A. Duque, J. Grau, J. L. Benedé, R. M. Alonso, M. A. Campanero, A. Chisvert
In this work, a low toxicity deep eutectic solvent-based ferrofluid is presented for the first time as magnetic fluid to be used as an efficient solvent in liquid-based microextraction techniques. This ferrofluid is made of a hydrophobic deep eutectic solvent, composed by menthol and thymol in a 1:5 molar ratio as carrier solvent, and oleic acid-coated cobalt ferrite (CoFe2O4@oleic acid) magnetic nanoparticles. This material was characterized via magnetism measurement, scanning electron microscopy, infrared spectroscopy and density measurement. The determination of UV filters in environmental water samples was selected as model analytical application to test the extraction performance of this new ferrofluid by employing stir bar dispersive liquid microextraction, prior to liquid chromatography-tandem mass spectrometry analysis. The response surface methodology was used as a multivariate optimization method for extraction step. Under the optimized conditions, good analytical features were obtained, such as low limits of detection between 7 and 83 ng L−1, good repeatability (relative standard deviations, RSD (%) below 15%), enrichment factors between 46 and 101 and relative recoveries between 80 and 117%, proving the good extraction capability of this ferrofluid. Finally, the method was successfully applied to three environmental waters (beach and river waters), finding trace amounts of the target UV filters. The presented low toxicity deep eutectic solvent-based ferrofluid results to be a good alternative to conventional solvents used in liquid-phase microextraction techniques.
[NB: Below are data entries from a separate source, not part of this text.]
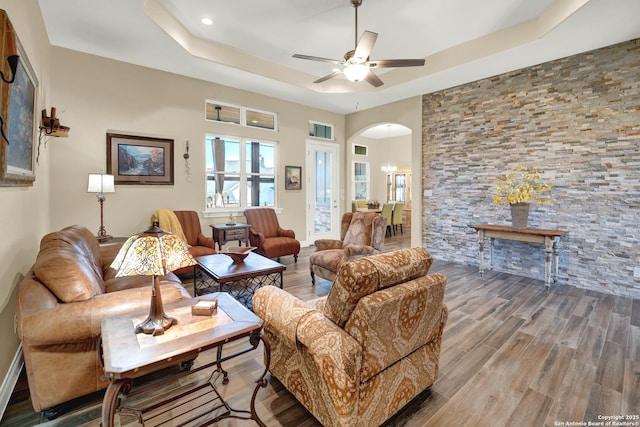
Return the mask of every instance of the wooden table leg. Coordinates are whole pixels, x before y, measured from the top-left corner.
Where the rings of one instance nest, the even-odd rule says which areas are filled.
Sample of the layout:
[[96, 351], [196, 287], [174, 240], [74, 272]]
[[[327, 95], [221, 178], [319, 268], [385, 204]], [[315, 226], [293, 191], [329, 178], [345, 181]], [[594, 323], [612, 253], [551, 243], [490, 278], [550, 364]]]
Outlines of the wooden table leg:
[[484, 274], [484, 231], [478, 230], [478, 244], [480, 245], [480, 277]]
[[558, 254], [558, 240], [553, 240], [553, 283], [558, 283], [558, 262], [560, 261], [560, 255]]
[[128, 378], [112, 380], [109, 383], [102, 400], [102, 427], [113, 427], [113, 417], [120, 406], [120, 393], [129, 393], [132, 383]]
[[493, 244], [495, 243], [496, 239], [492, 237], [490, 240], [491, 243], [489, 244], [489, 266], [491, 267], [491, 270], [493, 270]]
[[549, 290], [551, 278], [551, 253], [553, 252], [551, 242], [551, 238], [544, 238], [544, 287], [547, 290]]

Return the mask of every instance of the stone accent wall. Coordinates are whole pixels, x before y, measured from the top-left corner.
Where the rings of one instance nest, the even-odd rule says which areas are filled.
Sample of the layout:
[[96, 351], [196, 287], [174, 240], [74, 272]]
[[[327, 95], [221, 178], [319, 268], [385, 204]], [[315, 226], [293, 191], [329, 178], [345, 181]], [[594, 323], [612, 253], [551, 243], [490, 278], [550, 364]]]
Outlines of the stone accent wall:
[[[422, 114], [422, 236], [435, 258], [478, 265], [469, 226], [510, 224], [496, 178], [530, 165], [555, 187], [529, 227], [569, 232], [559, 284], [640, 298], [640, 39], [424, 95]], [[496, 240], [494, 263], [544, 280], [543, 245]]]

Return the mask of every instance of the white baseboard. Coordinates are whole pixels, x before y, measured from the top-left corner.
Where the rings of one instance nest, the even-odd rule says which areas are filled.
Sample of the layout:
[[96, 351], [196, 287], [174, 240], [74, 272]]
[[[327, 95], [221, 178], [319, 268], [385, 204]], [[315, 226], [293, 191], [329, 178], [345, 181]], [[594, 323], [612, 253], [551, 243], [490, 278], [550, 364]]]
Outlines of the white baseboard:
[[20, 377], [20, 371], [22, 370], [23, 365], [24, 359], [22, 358], [22, 343], [20, 343], [18, 350], [11, 361], [11, 366], [9, 366], [9, 372], [7, 372], [7, 375], [2, 381], [2, 386], [0, 386], [0, 420], [4, 416], [4, 411], [7, 409], [7, 405], [9, 405], [9, 400], [13, 394], [13, 389], [16, 387], [18, 378]]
Keywords: Deep eutectic solvent, Ferrofluid, Liquid chromatography-tandem mass spectrometry, Stir bar dispersive liquid microextraction, UV filters, Water samples
Low toxicity deep eutectic solvent-based ferrofluid for the determination of UV filters in environmental waters by stir bar dispersive liquid microextraction. A. Duque, J. Grau, J. L. Benedé, R. M. Alonso, M. A. Campanero, A. Chisvert, Talanta 243 (2022) 123378.